Züchter Matthias Nosbisch aus Niederweis ist weiter erfolgreich

Erfolg für Viehzüchter aus der Eifel : Allesja ist die Beste, aber alles ohne Allüren

Die schönste Kuh Deutschlands heißt Allesja. Für Züchter Matthias Nosbisch aus Niederweis ist das einer von vielen Erfolgen.

Harmonie im Körper, hervorragende Übergänge und ein schönes Euter: Dies sind die Pfunde, mit denen Starkuh Loh TJ Alessja aus der A-Familie von Luck-E aus den USA wuchern kann. Die Holsteiner Milchkuh hat bei der German Dairy Show, dem nationalen Schönheitswettbewerb in Oldenburg, gewonnen. Und das nicht nur in ihrer eigenen Rasse.
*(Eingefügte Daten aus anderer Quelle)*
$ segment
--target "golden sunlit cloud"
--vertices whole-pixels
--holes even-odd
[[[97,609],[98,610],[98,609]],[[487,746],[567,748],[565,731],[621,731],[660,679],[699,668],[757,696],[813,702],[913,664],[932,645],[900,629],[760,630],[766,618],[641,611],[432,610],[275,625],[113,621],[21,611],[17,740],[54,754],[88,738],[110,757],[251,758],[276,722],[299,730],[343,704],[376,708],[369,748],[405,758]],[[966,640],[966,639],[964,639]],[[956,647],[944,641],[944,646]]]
Sie gewann sogar den Supreme Champion aller sechs teilnehmenden Milchviehrassen.

Mitbesitzer Nici und Matthias Nosbisch aus Niederweis sind nicht ohne Grund stolz auf das edle Tier. Auch wenn Alessja nicht bei ihnen in Niederweis zu Hause ist, sondern im Emsland ihr Heu frisst.

Wie Nici Nosbisch sagt, gehört die Kuh einer Haltergemeinschaft von vier Viehzüchtern. „Das ist nicht ungewöhnlich bei Tieren in dem Preissektor“, sagt er. Diesen umschreibt er mit einer mittleren fünfstelligen Summe.

Doch Starallüren gibt es bei Kühen nicht. Alessja läuft ganz normal mit in der Herde auf dem Betrieb im Emsland. Nur kurz vor dem Wettbewerb wird das tierische Model abseits der anderen Tiere gehalten und auf den Wettbewerb vorbereitet. Bevor sie dem Preisrichter vorgeführt wird, ist natürlich noch Körperpflege angesagt, damit das Fell glänzt und die schönsten Seiten betont werden. Außer Alessja gibt es noch weitere Kühe im Besitz der Familie Nosbisch, die erfolgreich sind. Auch NH Arvis Silky aus der kanadischen Sherry-Familie hat in diesem Jahr Siege errungen. Nach dem Klassensieg wurde sie zunächst Reservesiegerin der RH-Färsen. Bei den Jersey-Kühen liegt der Zuchtbetrieb aus Niederweis mit Arethusa NH DG Victoria Secret ebenfalls vorne. Insgesamt war Nosbisch Holsteins einer der erfolgreichsten Aussteller der German Dairy Show.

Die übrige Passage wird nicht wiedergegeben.